L'ufficio acquisti vede un tappo in silicone quotato a un prezzo molte volte superiore a quello del nastro che copre lo stesso foro e si pone una domanda legittima: perché? La risposta è che i due numeri non sono confrontabili. Uno è il prezzo di un materiale di consumo; l'altro è il prezzo di un'attrezzatura durevole. Il valore confrontabile è il costo per pezzo mascherato, e bastano cinque minuti per calcolarlo.
Per un componente riutilizzabile: prezzo unitario diviso per la durata realistica del ciclo di vita, più la manodopera di applicazione per ciclo. Per il nastro: materiale per applicazione, più la manodopera di taglio e posizionamento per ciclo. La manodopera è il dato che le officine dimenticano: inserire un pull-plug in un foro richiede un secondo o due; tagliare il nastro, posizionarlo e brunire i bordi sullo stesso foro richiede molto più tempo, in ogni singolo ciclo.
Un esempio pratico
Consideriamo un pezzo con sei fori filettati M8, rivestito 500 volte al mese. Tappi: sei tappi a un prezzo unitario tipico, sostituiti prudenzialmente dopo 60 cicli, costano frazioni di centesimo per foro per ciclo in termini di materiale; l'applicazione aggiunge un paio di secondi ciascuno. Nastro: anche il materiale è economico per foro, ma l'applicazione richiede 15–30 secondi per foro con la brunitura dei bordi, e i filetti mascherati con nastro comportano un rischio di rilavorazione che i tappi semplicemente non hanno. Moltiplicando il delta della manodopera per sei fori, 500 cicli e dodici mesi, il sistema a tappi si ripaga entro il primo mese, ancora prima di calcolare le singole rilavorazioni evitate.
Quando il nastro è ancora la scelta migliore
La formula è valida in entrambe le direzioni. Piccoli lotti e lavori singoli non ammortizzano mai un set di tappi.
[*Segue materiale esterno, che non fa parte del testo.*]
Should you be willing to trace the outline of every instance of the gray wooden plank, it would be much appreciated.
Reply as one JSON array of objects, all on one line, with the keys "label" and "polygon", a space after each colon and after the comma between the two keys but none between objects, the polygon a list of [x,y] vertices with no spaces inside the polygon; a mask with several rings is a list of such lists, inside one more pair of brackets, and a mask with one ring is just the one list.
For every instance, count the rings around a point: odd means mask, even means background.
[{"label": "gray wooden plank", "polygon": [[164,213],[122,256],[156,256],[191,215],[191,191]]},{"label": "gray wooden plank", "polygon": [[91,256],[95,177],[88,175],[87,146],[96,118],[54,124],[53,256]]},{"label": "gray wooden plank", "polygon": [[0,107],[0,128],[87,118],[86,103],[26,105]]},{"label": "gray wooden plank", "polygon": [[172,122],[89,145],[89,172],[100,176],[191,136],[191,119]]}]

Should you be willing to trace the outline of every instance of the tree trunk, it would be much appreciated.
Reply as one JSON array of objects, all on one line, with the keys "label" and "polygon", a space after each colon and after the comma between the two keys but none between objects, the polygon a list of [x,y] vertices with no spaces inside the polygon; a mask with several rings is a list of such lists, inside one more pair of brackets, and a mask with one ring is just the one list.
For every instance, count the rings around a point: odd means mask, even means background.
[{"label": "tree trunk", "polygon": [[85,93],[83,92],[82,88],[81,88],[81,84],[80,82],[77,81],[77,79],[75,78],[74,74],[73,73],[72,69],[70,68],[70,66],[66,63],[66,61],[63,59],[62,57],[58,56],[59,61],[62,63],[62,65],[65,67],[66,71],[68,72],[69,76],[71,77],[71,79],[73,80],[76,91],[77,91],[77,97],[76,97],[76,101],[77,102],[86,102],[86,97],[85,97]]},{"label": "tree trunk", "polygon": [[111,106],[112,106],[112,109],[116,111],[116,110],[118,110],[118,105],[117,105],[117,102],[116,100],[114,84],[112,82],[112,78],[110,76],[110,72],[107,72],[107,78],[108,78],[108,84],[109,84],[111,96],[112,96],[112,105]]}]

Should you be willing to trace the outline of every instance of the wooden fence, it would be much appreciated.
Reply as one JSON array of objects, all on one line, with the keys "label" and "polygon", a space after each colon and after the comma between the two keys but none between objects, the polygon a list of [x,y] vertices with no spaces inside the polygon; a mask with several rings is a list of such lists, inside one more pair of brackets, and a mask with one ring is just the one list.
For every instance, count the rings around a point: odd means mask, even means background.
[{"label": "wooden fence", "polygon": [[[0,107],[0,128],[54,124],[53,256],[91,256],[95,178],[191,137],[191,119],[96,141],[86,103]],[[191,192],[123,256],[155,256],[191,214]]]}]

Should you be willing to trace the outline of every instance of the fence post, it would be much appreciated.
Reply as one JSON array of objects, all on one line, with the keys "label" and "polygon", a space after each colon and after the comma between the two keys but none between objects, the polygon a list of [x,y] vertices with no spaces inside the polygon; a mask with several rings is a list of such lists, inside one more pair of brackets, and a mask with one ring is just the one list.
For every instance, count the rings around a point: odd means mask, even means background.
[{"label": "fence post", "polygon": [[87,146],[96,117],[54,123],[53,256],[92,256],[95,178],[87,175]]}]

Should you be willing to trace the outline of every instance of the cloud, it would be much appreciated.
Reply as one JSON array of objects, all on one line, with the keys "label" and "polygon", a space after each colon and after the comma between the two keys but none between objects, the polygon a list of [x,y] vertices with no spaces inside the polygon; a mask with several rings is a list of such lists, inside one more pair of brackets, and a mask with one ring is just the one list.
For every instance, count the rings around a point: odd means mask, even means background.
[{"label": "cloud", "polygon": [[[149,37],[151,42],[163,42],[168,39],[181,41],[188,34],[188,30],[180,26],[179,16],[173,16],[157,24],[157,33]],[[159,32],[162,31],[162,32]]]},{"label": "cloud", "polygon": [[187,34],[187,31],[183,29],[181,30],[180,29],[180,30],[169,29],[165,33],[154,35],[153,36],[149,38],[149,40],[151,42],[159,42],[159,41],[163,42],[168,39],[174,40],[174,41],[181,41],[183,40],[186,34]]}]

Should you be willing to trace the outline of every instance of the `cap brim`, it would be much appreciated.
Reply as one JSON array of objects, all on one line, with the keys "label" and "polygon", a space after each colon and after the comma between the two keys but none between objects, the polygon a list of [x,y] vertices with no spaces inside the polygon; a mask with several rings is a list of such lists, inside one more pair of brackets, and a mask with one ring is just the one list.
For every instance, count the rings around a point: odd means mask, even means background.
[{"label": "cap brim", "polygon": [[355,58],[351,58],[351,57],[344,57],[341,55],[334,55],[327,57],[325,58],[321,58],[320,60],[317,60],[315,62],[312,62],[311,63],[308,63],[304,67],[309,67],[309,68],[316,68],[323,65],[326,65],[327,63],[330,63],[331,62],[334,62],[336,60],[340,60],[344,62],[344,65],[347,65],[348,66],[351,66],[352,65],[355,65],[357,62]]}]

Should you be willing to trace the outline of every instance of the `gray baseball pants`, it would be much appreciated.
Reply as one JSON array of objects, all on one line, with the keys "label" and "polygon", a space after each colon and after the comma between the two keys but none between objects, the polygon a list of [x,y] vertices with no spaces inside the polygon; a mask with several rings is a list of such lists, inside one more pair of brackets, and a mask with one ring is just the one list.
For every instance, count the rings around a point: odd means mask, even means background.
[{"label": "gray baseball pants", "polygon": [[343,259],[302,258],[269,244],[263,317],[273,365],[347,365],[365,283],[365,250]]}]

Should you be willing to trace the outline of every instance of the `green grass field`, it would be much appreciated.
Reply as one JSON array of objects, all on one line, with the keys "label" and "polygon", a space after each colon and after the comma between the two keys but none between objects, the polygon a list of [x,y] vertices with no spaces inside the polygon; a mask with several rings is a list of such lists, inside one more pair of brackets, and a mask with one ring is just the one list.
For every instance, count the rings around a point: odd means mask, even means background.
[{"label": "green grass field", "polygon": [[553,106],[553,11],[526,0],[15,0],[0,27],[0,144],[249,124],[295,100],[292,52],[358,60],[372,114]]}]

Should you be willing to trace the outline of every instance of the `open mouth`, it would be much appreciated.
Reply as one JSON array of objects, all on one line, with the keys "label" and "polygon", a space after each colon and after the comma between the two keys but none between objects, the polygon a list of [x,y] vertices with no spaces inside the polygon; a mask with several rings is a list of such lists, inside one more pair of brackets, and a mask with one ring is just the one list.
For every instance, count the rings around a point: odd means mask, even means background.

Geometrie che cambiano diametro di settimana in settimana rendono inutile un inventario a misura fissa. Le superfici piane non sono affatto di competenza dei tappi. Inoltre, le officine con volumi realmente bassi possono apprezzare la semplicità del nastro (zero scorte) più del risparmio per ciclo. La mascheratura riutilizzabile è uno strumento di volume: più le geometrie si ripetono, maggiore è il vantaggio.
Rendere reale la durata del ciclo
Il calcolo presuppone che i tappi raggiungano effettivamente il loro ciclo di vita, il che è una questione di manipolazione. Estrarre i tappi dalla linguetta, non con le pinze; conservarli in contenitori lontani da UV, solventi e dal forno stesso; e scartarli in base al conteggio o in presenza di una deformazione permanente visibile, invece di aspettare il primo pezzo con perdite. Un semplice sistema di contenitori per dimensione con un controllo mensile è tutta la gestione necessaria — ed è ciò che fa la differenza tra il dato del foglio di calcolo e quello reale.